Mughal, Muhammad; Ali, Anwar; Praks, Jaan; Reyneri, LeonardoIntra-spacecraft Optical Communication Solutions using discrete Transceiver

Published in:INTERNATIONAL JOURNAL OF SATELLITE COMMUNICATIONS AND NETWORKING

DOI:10.1002/sat.1300

Published: 01/01/2019

Document VersionPeer reviewed version

Please cite the original version:Mughal, M., Ali, A., Praks, J., & Reyneri, L. (2019). Intra-spacecraft Optical Communication Solutions usingdiscrete Transceiver. INTERNATIONAL JOURNAL OF SATELLITE COMMUNICATIONS AND NETWORKING.https://doi.org/10.1002/sat.1300

Intra-spacecraft optical communication solutions using discrete transceiver

M. Rizwan Mughal1,2, Anwar Ali3, Jaan Praks1, Leonardo M. Reyneri4 1Department of Electronics and Nano engineering, School of Electrical Engineering, Aalto University, FI-00076 AALTO, 02150 Espoo, Finland 2Department of Electrical Engineering, Institute of Space Technology, Islamabad, Pakistan 3School of Information Science and Technology, Zhejiang Sci-Tech University, Hangzhou 310018, China 4Department of Electronics and Telecommunications, Politecnico di Torino, Corso Duca Degli Abruzzi 24, 10129, TO, Torino, Italy

Corresponding Author: rizwan920@yahoo.com Abstract: The ever-decreasing size of the small satellites with more demanding payloads has opened new research areas to investigate innovative onboard data handling solutions. The paper presents the use of optical intra satellite communication using discretely designed transceivers. The transceiver can handle large variations in the received photocurrents and implements filtration against the ambient light. The designed transceiver has been tested with selected optical components including infrared diodes, photo detectors and optical guides to validate its functionality. The displacement damage testing on selected optical components was performed to validate their suitability for use in space. The experimental communication schemes have been presented for free space as well as glass fiber based intra spacecraft communication.
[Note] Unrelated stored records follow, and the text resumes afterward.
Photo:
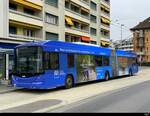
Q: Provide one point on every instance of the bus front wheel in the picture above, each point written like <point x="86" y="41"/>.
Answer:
<point x="69" y="82"/>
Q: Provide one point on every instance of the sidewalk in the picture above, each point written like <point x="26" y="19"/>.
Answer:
<point x="6" y="88"/>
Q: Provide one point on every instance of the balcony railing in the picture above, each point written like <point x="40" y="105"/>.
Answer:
<point x="107" y="14"/>
<point x="25" y="14"/>
<point x="24" y="37"/>
<point x="78" y="29"/>
<point x="87" y="3"/>
<point x="108" y="3"/>
<point x="83" y="16"/>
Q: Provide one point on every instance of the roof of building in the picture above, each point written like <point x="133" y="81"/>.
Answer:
<point x="142" y="25"/>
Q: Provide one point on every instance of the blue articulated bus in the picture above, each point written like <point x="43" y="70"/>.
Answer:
<point x="51" y="64"/>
1. Introduction The research and development on the low cost small satellites is on the rise since they are affordable with fast development times. The use of novel design techniques of platforms and instruments has made it possible to implement challenging missions with impactful scientific values. In the current new space era, the commercial value of the small satellites has become quite evident and many small-scale industries have emerged in the design and use of small instruments on such satellites for commercial services. The advancement in the payload technology has also brought a tremendous increase in the data volumes with small satellites. The future small satellites, e.g. SAR satellites will require tremendous amount of data volumes to be handled at relatively high speeds. Therefore, the innovative communication solutions become obvious choice for future missions. The harness mass in the traditional wired communication puts a trade off since it can account for up to 7-10% of the total satellite mass [38]. The added harness mass puts additional constraints on the cost of the mission launch and fuel requirements. Therefore, the space industry is considering novel and out of the box solutions for future small satellite missions. The European Space Agency, in particular, has initiated projects to implement optical communication for inter as well as intra spacecraft communication [39-40]. As part of the inter-satellite communication activities, the first optical inter-satellite communication link was successfully established between the SPOT-4 and ARTEMIS satellites, proving the concept of utilizing optical communication technologies. In 2006, the Japanese Space Agency (JAXA) demonstrated a bidirectional optical link between its satellite and ARTEMIS. A number of in orbit communication solutions have been demonstrated on-board the spacecrafts in the last few years [10-15]. Although there have been initiatives of light based communication for relatively larger satellites, there has not been much research and development of implementing optical communication for relatively smaller satellites. A trade-off analysis of wire and wireless communication solutions for small spacecrafts was performed based on the recent literature review [20-27]. The traditional wired approach is least affected by the radio interference, achieves high security and reliability but at the expense of harness complexities.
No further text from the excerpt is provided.